Page MenuHomePhabricator

[QueryService]Format query clears out Prefixes necessary for wikibase.cloud
Closed, ResolvedPublicBUG REPORT

Description

Steps to replicate the issue (include links if applicable):

  • Enter a query with prefixes (such as this one
  • Click the Format query button

What happens?:

  • The necessary two PREFIX lines are deleted

What should have happened instead?:
PREFIX lines should have been kept unless matching pre-defined prefixes (i.e. ones already assumed by the query service)

Software version (skip for WMF-hosted wikis like Wikipedia):
Wikibase.cloud

Other information (browser name/version, screenshots, etc.):
Note that PREFIXES are necessary for wikibase.cloud instances, as compared to the Wikidata Query service

Event Timeline

Fring removed Fring as the assignee of this task.Jan 3 2024, 3:37 PM
Fring moved this task from Doing to In Review on the Wikibase Cloud (Kanban board Q4 2023) board.
Fring subscribed.

I think this is heading towards the essence of the desired behaviour but is still a little distance from it.

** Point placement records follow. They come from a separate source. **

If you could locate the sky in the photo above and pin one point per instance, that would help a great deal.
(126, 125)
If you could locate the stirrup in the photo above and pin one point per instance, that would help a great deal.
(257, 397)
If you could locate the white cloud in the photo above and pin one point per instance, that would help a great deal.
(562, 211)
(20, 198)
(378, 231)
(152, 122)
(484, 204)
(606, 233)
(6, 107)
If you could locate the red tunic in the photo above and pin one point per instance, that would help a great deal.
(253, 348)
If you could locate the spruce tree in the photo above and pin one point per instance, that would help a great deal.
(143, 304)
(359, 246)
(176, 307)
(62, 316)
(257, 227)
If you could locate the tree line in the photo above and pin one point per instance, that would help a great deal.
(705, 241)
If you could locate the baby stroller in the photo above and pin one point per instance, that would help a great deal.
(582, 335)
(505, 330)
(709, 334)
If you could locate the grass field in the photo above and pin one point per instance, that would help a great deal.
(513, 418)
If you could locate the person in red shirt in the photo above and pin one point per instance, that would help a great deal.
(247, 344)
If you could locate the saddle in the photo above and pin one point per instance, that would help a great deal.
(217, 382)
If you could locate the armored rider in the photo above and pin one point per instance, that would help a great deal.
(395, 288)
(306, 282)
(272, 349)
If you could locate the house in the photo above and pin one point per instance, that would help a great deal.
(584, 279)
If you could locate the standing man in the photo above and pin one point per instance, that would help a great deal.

I believe the desired behaviour is as follows using a combination of what I subjectively think a clean query should look like but also trying to read the non-functional code and interpret the part of it that are there:

  1. Remove all unused prefix definitions
  2. Remove all prefix definitions that are part of the "standard prefixes"
  3. For any specified used prefix definition ensure that there are no full (i.e. not prefixed) URIs referenced in the query by replacing full URIs with the prefixed form
  4. Neatly place all prefixes on at the top of the query one per line

Note the the previous logic was designed to take into account that prefixes (and sparql in general) can but don't need new lines. What I believe is a somewhat contrived example of the "old" logic behaving sort of as intended (but still mysteriously failing to keep the used prefix) is this:

< PREFIX wdt: <http://wikidata.org/entity/>
< PREFIX examplea: <https://www.example.com/a/>
< 
< SELECT ?baz WHERE {
<    <https://www.example.com/a/foo> <https://www.example.com/b/bar> ?baz
<  }
< 
---
> SELECT ?baz WHERE { examplea:foo <https://www.example.com/b/bar> ?baz. }

To quickly describe how https://github.com/wbstack/queryservice-ui/pull/237 currently adjusts the the example query from the user we can see it looking like this:

-PREFIX wb: <https://metabase.wikibase.cloud/entity/>
PREFIX wbt: <https://metabase.wikibase.cloud/prop/direct/>
SELECT DISTINCT ?item1 ?item1Label ?item2 ?item2Label ?value WHERE {
  ?item1 wbt:P1 ?value.
  ?item2 wbt:P1 ?value.
  FILTER((?item1 != ?item2) && ((STR(?item1)) < (STR(?item2))))
  SERVICE wikibase:label { bd:serviceParam wikibase:language "sv". }
}

Whereas pre-change to the wbstack fork (and also on wikidata) it behaves as follows:

-PREFIX wb: <https://metabase.wikibase.cloud/entity/>
-PREFIX wbt: <https://metabase.wikibase.cloud/prop/direct/>
SELECT DISTINCT ?item1 ?item1Label ?item2 ?item2Label ?value WHERE {
  ?item1 wbt:P1 ?value.
  ?item2 wbt:P1 ?value.
  FILTER((?item1 != ?item2) && ((STR(?item1)) < (STR(?item2))))
  SERVICE wikibase:label { bd:serviceParam wikibase:language "sv". }
}

Which I think is a good way towards doing what was actually intended by the original code. Of course I think the spec for this may be lost to the sands of time. I notice @Lydia_Pintscher is looking at this and you could maybe say if this looks like what the intended behaviour is.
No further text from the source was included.